The income yield to investors depends on rental income and in 2000, the fund achieved 100% increases in respect of some of it major office premises, which it regards as the trend to be followed. “Almost two thirds of the trust’s office portfolio has yet to undergo rent reviews to reflect this trend,” IPFPUT chairman Conor Sexton, told investors recently. All properties in the fund were fully let at year end, another indicator of the buoyancy of the economy.
This buoyancy has presented the opportunity to cull the portfolio of properties that are no longer considered prime, but will still realise excellent returns for the fund. Though this can result in unexpected cash holdings, which can be a drag on performance in the shorter term. For example, at the end of 1999, 11.5% was in cash, which had the effect of reducing the property return from 29% to 23.6%, plus the income distribution.

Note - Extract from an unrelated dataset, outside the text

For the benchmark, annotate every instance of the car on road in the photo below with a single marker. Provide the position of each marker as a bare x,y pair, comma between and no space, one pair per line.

The trust’s demand for cash, depends not only on the acquisition programme, but also its development activities, where it has been involved in an ongoing series of major projects.
More recently, Sexton has warned that the good days cannot go on for ever for investors. One consequence is the decision to rebalance the portfolio with a greater concentration in larger rather than small properties and in prime locations, as these could hold their position better in a market downturn. “Any slowdown in the economy will impact quickly on the market,” he says, particularly noting the increasing over-supply situation as more speculative developments, as opposed to those that are pre-let, are finding it harder to obtain finance.
IPFPUT has obtained the necessary clearance to invest in the UK, but has yet to take this step, because of the outperformance of the domestic market. It looks as if this concentration of focus is set to continue for the moment.